A Poopoo platter. Not my picture.

A Poopoo platter. Not my picture.

               As a kid, I was a fan of the Poopoo platter at the Chinese restaurant. I liked the blue fire and the drama of the contraption brought to our table, and the fried, oily, sweet and sticky finger foods on the trays. My brother and I also really liked saying “poopoo” out in public.

As I got older, I learned how to cook lighter versions of my Chinese food staples, but every once in a while, when I’m tired and grumpy and do not want to cook, Mom and I order take out Chinese. I’m usually careful to order non-fried dishes, with light sauces, and tons of extra vegetables. If I get dumplings they’re steamed and filled with vegetables. But sometimes the crappiness of the day is so awful that it requires extra special yummy, greasy, sweet food with no redeeming value. Like barbecued ribs, which are, only slightly, a more grown up take on the food in the Poopoo platter.

Before we adopted Butterfly, Cricket was an only dog, and took advantage of her role as only grand dog as often as possible. She knew her best bet was to sit on Grandma’s lap, because Grandma’s guilt buttons are stronger than her hunger buttons. So as soon as Mom had finished with one of her barbecued ribs, she handed it off to Cricket. We were eating special food, Mom said, why shouldn’t Cricket?

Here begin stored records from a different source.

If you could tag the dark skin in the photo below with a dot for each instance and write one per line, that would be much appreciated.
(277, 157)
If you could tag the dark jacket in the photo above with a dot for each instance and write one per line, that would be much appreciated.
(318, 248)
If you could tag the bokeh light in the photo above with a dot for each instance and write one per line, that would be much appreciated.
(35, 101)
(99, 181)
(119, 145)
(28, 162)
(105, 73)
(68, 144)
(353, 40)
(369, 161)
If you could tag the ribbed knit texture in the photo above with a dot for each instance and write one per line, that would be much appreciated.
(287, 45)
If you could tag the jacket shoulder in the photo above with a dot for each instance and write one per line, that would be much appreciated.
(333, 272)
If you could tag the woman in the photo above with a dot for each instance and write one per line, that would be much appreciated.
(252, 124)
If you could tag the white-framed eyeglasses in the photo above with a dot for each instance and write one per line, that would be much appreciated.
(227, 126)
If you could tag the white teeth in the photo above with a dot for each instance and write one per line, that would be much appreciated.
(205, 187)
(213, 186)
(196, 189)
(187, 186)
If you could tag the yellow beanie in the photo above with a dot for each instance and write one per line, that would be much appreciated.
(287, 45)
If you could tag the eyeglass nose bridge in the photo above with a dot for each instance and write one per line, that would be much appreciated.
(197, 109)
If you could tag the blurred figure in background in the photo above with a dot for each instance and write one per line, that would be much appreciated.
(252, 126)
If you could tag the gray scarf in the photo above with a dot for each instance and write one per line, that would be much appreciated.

Cricket and Grandma sharing a snack.

Cricket and Grandma sharing a snack.

and another snack

and another snack

I knew that chicken bones were dangerous for dogs from way back, because someone, probably my brother, had given me a vivid description of how the bones could splinter in my dog’s throat or intestines, and pop them like balloons. But since I’d spent a large part of my childhood kosher, I had no idea what to expect of pork bones. I assumed they were the same as beef bones. They looked the same to me.

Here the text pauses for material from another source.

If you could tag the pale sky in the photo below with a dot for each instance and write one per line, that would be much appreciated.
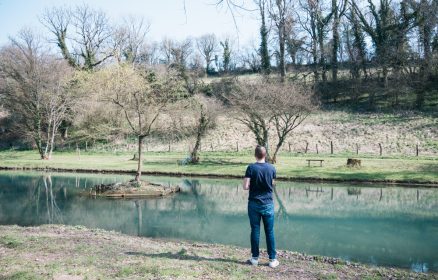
(167, 17)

            Cricket sat on the floor with a bone between her paws and not only did she clean off the fat, and gristle, she started to eat the bone itself, crunch, crunch, crunch until it disappeared. There were no signs left, no garbage, just some stubborn oily stains on the hard wood floor. The first one went so well, I gave her my own leftovers. That way I could leave all of the extra fat on the bone and not feel guilty for wasting food.

            I woke up in the middle of the night to the sound of retching. I called Cricket over and rubbed her back, and she went back to sleep next to me. But in the morning, there were two piles of predigested bone on my carpet and one spot where, clearly, there had been puke and it had been re-ingested.

            Much scrubbing later, I found older piles downstairs on the wood floor, and as the day went on the vomiting continued but became less productive, just puddles of spit, preceded by those awful, whole body spasms. I was afraid some of Cricket’s vital organs would be left in those piles on the floor. But after all of that, she was smiling, and asking for Parmesan cheese on her dog food and wondering when we were going to have ribs again.

            Sometimes you can only learn a lesson in the most vivid way possible. Just reading it as a list of no-no foods isn’t convincing, but seeing your dog turn inside out does the trick.

I try to be careful about what Cricket and Butterfly eat now. I looked up multiple lists of no-no foods and cross referenced and studied. But Cricket still prefers to eat whatever her Grandma has touched, and blessed for her. She would rather eat a piece of Grandma’s peanut butter and jelly sandwich than a flurry of Parmesan cheese on her dog food that never passed through Grandma’s hands. Food is love; food is relationship, even for dogs.

Butterfly and Cricket, begging for pizza.

Butterfly and Cricket, begging for pizza.